Each frame has a default font which specifies the default character size for that frame. This size is meant when retrieving or changing the size of a frame in terms of columns or lines (see Size Parameters). It is also used when resizing (see Window Sizes) or splitting (see Splitting Windows) windows.

The terms line height and canonical character height are sometimes used instead of “default character height". Similarly, the terms column width and canonical character width are used instead of “default character width".

function frame-char-height \&optional frame​

function frame-char-width \&optional frame​

These functions return the default height and width of a character in frame, measured in pixels. Together, these values establish the size of the default font on frame. The values depend on the choice of font for frame, see Font and Color Parameters.
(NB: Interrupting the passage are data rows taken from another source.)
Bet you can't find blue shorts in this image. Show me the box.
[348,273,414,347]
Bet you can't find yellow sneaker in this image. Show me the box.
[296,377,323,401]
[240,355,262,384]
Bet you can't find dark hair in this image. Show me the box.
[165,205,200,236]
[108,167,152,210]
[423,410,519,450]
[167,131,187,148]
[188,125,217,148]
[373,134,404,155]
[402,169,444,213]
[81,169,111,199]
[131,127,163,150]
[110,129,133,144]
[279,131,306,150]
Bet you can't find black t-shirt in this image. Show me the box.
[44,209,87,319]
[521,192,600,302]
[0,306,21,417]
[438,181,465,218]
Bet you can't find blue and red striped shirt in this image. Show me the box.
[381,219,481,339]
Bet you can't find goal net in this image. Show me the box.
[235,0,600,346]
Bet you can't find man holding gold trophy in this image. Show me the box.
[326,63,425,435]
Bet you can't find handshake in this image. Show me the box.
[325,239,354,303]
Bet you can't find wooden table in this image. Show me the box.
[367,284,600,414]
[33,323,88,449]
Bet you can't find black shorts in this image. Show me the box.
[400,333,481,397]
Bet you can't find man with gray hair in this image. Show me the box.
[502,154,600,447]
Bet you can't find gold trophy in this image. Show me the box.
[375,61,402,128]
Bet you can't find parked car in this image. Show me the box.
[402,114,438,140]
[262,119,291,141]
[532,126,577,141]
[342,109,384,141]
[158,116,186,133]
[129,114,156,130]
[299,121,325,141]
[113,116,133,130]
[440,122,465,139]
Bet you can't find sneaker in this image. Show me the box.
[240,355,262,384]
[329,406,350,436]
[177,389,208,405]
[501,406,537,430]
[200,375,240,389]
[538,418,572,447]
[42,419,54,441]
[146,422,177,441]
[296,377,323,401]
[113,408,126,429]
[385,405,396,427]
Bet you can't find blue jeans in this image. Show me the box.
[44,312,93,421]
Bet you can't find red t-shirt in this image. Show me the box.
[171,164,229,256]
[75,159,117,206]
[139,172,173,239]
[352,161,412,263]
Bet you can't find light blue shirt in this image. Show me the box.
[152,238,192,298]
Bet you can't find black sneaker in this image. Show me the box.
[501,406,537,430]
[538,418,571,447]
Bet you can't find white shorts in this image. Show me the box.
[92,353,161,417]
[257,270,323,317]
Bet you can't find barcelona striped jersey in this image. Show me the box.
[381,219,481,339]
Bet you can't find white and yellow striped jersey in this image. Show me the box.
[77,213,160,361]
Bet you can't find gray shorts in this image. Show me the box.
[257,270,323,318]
The default font can be also set directly with the following function:

command set-frame-font font \&optional keep-size frames​

This sets the default font to font. When called interactively, it prompts for the name of a font, and uses that font on the selected frame. When called from Lisp, font should be a font name (a string), a font object, font entity, or a font spec.

If the optional argument keep-size is nil, this keeps the number of frame lines and columns fixed. (If non-nil, the option frame-inhibit-implied-resize described in the next section will override this.) If keep-size is non-nil (or with a prefix argument), it tries to keep the size of the display area of the current frame fixed by adjusting the number of lines and columns.

If the optional argument frames is nil, this applies the font to the selected frame only. If frames is non-nil, it should be a list of frames to act upon, or t meaning all existing and all future graphical frames.